Putting data in the driver’s seat: optimising earnings for on-demand ride hailing

Putting data in the driver’s seat: optimising earnings for on-demand ride hailing Chaudhari et al., WSDM’18

(The link above is to the ACM Digital Library official version, which may not grant you access when clicked in your email client, but should do if you visit via the blog itself.)

There is something deeply rooted in the British psyche about routing for the underdog. I hope you enjoy this paper as much as I did!

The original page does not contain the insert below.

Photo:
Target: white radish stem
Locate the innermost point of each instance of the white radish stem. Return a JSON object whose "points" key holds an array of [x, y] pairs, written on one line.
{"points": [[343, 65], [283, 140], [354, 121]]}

The likes of Uber have plenty of technology at their disposal to optimise their businesses, but what about the individual drivers trying to make a living on their platforms? What strategy should a driver follow to maximise their earnings? Is it worth chasing surge pricing for example? Chaudhari et al. bring some computer science to the aid of the driver, showing optimal strategies that can increase a driver’s earnings by up to 50%!

Our first key takeaway is that a naive driver, armed with no data, and driving a 9-5 random walk schedule, is leaving roughly a 50% pay rise on the table by not driving more strategically. In contrast, a data-savvy driver armed with good historical data can build a forecast and optimal contingency driving plans with relatively little computational overhead using our dynamic programming algorithms, that have provable resilience to uncertainty.

(In the naive random walk schedule, a driver goes to locations dictated exclusively by the passengers picked up, and then waits in the current zone for the next passenger pick-up).

… the challenge of how to maximise one’s individual earnings as a driver for a ride-hailing platform like Uber or Lyft is a pressing question that millions of entrepreneurs across the world now face. Anecdotally, many drivers spend a great deal of time strategizing about where and when to drive. However, drivers today are self-taught, using heuristics of their own devising or learning from one another, and employ relatively simple dashboards such as SherpaShare.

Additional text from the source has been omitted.